Eneo

è-ne-o

Significato Bronzeo, di bronzo

Etimologia voce dotta recuperata dal latino aeneus ‘di bronzo’, derivato di aes, ‘bronzo, rame’, da una radice indoeuropea ricostruita come ayes ‘rame, bronzo’.

  • «Che fascino, il braciere eneo all'ingresso.»

Il primo chiarimento da fare circa questa parola, sdrucciola (l’accento è sulla prima e), è che non ha a che fare col pio Enea. L’eroe virgiliano, fuggito da Troia in fiamme col vecchio padre sulle spalle, il figliolo al seguito e il fantasma della moglie negli occhi, porta un nome di matrice greca e dal significato incerto, collegato forse alla parola aine, cioè lode, facendo Enea il ‘degno di lode’. Ma è tutto fumoso come Ilio avvolta dalle fiamme.

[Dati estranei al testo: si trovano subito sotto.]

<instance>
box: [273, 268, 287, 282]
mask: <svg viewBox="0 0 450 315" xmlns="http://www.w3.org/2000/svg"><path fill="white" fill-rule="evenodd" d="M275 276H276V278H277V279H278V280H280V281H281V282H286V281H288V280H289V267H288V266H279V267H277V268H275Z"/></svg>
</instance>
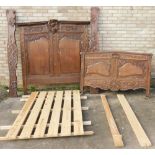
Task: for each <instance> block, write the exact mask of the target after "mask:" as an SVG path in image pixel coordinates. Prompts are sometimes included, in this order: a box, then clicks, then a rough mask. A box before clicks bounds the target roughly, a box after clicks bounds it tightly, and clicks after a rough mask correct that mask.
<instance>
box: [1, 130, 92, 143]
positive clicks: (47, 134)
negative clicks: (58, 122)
mask: <svg viewBox="0 0 155 155" xmlns="http://www.w3.org/2000/svg"><path fill="white" fill-rule="evenodd" d="M93 134H94V132H93V131H85V132H84V134H83V135H74V133H73V132H72V133H71V134H70V135H65V136H64V137H67V136H89V135H93ZM52 137H57V138H59V137H63V136H61V134H58V135H57V136H50V135H48V134H45V135H44V137H42V138H52ZM30 138H31V139H35V138H40V137H34V136H33V135H31V137H30ZM19 139H23V138H21V137H20V136H17V138H16V139H10V140H19ZM24 139H29V138H24ZM4 140H8V139H7V138H6V137H0V141H4Z"/></svg>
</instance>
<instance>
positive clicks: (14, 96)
mask: <svg viewBox="0 0 155 155" xmlns="http://www.w3.org/2000/svg"><path fill="white" fill-rule="evenodd" d="M6 16H7V21H8V44H7V51H8V67H9V78H10V82H9V95H10V96H11V97H16V96H17V76H16V68H17V55H18V53H17V45H16V40H15V30H16V27H15V23H16V12H15V10H6Z"/></svg>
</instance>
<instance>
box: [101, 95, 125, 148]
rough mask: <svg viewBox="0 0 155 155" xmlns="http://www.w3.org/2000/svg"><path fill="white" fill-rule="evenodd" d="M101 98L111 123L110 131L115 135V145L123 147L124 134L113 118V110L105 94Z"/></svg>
mask: <svg viewBox="0 0 155 155" xmlns="http://www.w3.org/2000/svg"><path fill="white" fill-rule="evenodd" d="M101 99H102V103H103V106H104V110H105V113H106V117H107V120H108V123H109V127H110V131H111V134H112V137H113V141H114V145H115V146H116V147H123V146H124V144H123V140H122V135H121V134H120V133H119V131H118V128H117V125H116V123H115V120H114V118H113V115H112V113H111V110H110V107H109V104H108V102H107V99H106V97H105V95H101Z"/></svg>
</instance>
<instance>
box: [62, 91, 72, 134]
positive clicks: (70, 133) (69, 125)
mask: <svg viewBox="0 0 155 155" xmlns="http://www.w3.org/2000/svg"><path fill="white" fill-rule="evenodd" d="M69 134H71V91H70V90H69V91H67V90H66V91H65V98H64V106H63V115H62V125H61V135H62V136H65V135H69Z"/></svg>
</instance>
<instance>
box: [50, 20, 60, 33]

Eneo, che significa bronzeo, è un aggettivo di pedigree latino, attestato in italiano sin dal 1499. Troviamo la sua origine nella parola aeneus, a sua volta da aes, che significava sia bronzo sia rame (quest’ultimo era anche cuprum, ma più raramente). Ora, l’uno è contenuto nell’altro, cioè il rame, che è un elemento naturale, è uno degli ingredienti per fabbricare il bronzo, una lega ottenuta aggiungendo stagno al metallo cupreo. Entrambi preziosissimi, andavano letteralmente a ruba, tantoché abbiamo davvero poche testimonianze della scultura bronzea greca e ci dobbiamo fidare delle copie marmoree di epoca romana. Tutto il resto è stato fuso e rifuso nei secoli e chissà, nel baldacchino del Bernini a San Pietro forse non ci saranno proprio le famose statue del Pantheon, che furono usate per i cannoni di Castel Sant’Angelo, ma di certo ci saranno finite fior d’altre sculture bronzee antiche e purtroppo dimenticate. Come dice l’adagio, Quod non fecerunt barbari, fecerunt Barberini...

C’è un’altra cosa interessante da segnalare: il desueto e colto aggettivo eneo è cugino di primo grado di una cosa banalissima e antipaticissima, la ruggine. Questa, venendo dal latino aerugo (verderame, patina del bronzo), condivide l’antenato aes. Curioso, visto che associamo la ruggine principalmente ad un altro metallo, cioè il ferro. Ad ogni modo, e ciò a testimonianza della preziosità sia del rame che del bronzo, in seconda battuta aes significa anche danaro, paga, soldo.

Ora andiamo al dunque: quando usare eneo, una parola senza appigli immediati, la cui etimologia è colta e dà subito un tono distinto al discorso? E come usarla, e perché, visto che c’è già il poderoso e materico ‘bronzeo’ a servirci il significato su di un piatto d’argento (prima della fine della trattazione avremo chiamato in causa mezza tavola periodica…). Ebbene, eneo è un termine letterario e specialistico. L’età enea è l’età del bronzo, i reperti enei sono dei reperti di bronzo, i manufatti enei sono oggetti bronzei. Eneo s’attaglia in maniera precipua alla materia, non indulge poeticamente sulle sfumature o sulla lucentezza come fa bronzeo o cupreo, coi quali possiamo descrivere una pelle baciata dal sole o il colore dei boccolini di nostra figlia.

Enea è la porta nord del battistero di Firenze firmata Ghiberti, enea la medaglia portata gloriosamente a casa dall’atleta originaria del nostro paese, enei gli oggetti alla fiera dell’antiquariato. È una parola pesante, il cui accento sdrucciolo impone un lavoro di diaframma e glottide nel profferirla. È pesante come il bronzo, e forse è un po’ opacizzata dal verderame, ma sotto quella patina che non ce la fa usare subito con prestezza resta preziosa e vale la pena tenerla in faretra per scoccare la sua freccia (con punta di bronzo) quando serve.